Cross-lingual legal information retrieval for Swiss law. Given an English legal question, retrieve the most relevant German-language citation strings (statutes & court decisions) from a corpus of ~170K laws and ~2.4M court considerations.
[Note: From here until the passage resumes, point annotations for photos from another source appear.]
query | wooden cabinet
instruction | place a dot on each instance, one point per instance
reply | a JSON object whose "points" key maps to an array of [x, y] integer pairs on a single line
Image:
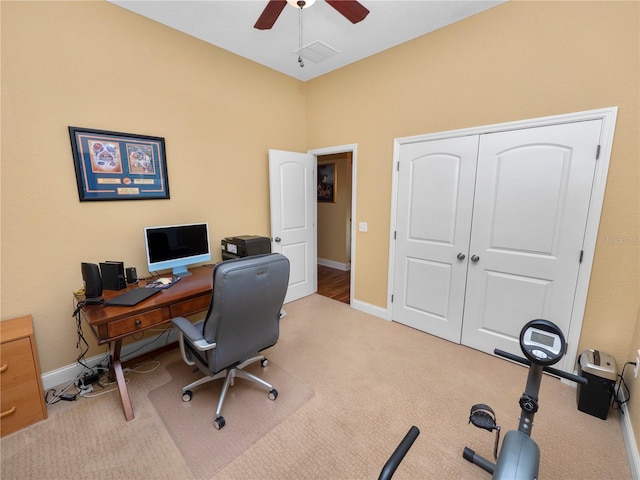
{"points": [[22, 395]]}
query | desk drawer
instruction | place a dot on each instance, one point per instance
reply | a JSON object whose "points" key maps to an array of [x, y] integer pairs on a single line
{"points": [[21, 404], [135, 323], [189, 307]]}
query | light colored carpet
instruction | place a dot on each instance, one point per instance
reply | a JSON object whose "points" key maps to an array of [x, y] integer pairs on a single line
{"points": [[372, 380], [247, 410]]}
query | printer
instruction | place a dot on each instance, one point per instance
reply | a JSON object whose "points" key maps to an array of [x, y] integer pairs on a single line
{"points": [[244, 246]]}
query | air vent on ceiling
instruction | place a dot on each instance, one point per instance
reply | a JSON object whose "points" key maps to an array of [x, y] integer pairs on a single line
{"points": [[317, 52]]}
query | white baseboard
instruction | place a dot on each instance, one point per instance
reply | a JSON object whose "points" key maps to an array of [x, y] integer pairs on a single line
{"points": [[70, 373], [345, 267], [370, 309], [630, 443]]}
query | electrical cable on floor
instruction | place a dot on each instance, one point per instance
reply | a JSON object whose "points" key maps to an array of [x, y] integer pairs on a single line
{"points": [[156, 339], [615, 401]]}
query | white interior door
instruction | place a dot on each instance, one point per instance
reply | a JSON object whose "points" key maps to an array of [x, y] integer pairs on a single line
{"points": [[518, 219], [434, 210], [533, 189], [293, 226]]}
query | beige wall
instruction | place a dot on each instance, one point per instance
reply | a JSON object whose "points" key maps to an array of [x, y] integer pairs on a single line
{"points": [[220, 114], [334, 223], [95, 65]]}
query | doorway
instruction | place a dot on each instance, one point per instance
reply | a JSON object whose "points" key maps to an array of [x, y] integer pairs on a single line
{"points": [[333, 214], [294, 214]]}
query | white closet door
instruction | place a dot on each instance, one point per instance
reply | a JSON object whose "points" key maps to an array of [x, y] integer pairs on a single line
{"points": [[435, 202], [533, 189]]}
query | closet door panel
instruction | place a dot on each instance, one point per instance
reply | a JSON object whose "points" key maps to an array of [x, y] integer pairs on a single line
{"points": [[435, 203], [532, 199]]}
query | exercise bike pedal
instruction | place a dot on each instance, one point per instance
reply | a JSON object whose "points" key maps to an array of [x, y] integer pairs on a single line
{"points": [[483, 416]]}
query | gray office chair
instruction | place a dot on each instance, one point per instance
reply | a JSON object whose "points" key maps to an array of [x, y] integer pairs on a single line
{"points": [[243, 319]]}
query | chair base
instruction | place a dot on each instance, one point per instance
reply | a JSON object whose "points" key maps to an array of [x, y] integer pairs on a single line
{"points": [[230, 374]]}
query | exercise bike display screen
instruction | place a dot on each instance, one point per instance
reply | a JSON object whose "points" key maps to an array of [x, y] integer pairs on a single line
{"points": [[544, 339], [542, 346]]}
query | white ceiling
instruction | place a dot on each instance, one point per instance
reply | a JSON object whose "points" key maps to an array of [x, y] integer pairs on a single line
{"points": [[229, 25]]}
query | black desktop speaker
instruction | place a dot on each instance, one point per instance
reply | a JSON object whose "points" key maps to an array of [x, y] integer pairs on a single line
{"points": [[92, 282], [132, 275], [113, 275]]}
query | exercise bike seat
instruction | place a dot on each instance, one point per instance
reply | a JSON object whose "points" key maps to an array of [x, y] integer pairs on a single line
{"points": [[519, 458]]}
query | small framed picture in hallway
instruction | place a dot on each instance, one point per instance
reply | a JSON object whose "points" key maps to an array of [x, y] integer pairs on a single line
{"points": [[327, 183]]}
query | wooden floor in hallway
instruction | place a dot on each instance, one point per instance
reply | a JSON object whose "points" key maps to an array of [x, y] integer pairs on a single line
{"points": [[334, 283]]}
Harrier-27B (multilingual MTEB v2 #1) domain-adapted via two-stage LoRA fine-tuning, combined with sparse retrieval and a fine-tuned reranker in a hybrid pipeline.
- Hard negative mining — TopK-PercPos (NV-Retriever): TF-IDF retrieves top-50 candidates, keeping those scored below 95% of the positive as hard negatives (5 per query)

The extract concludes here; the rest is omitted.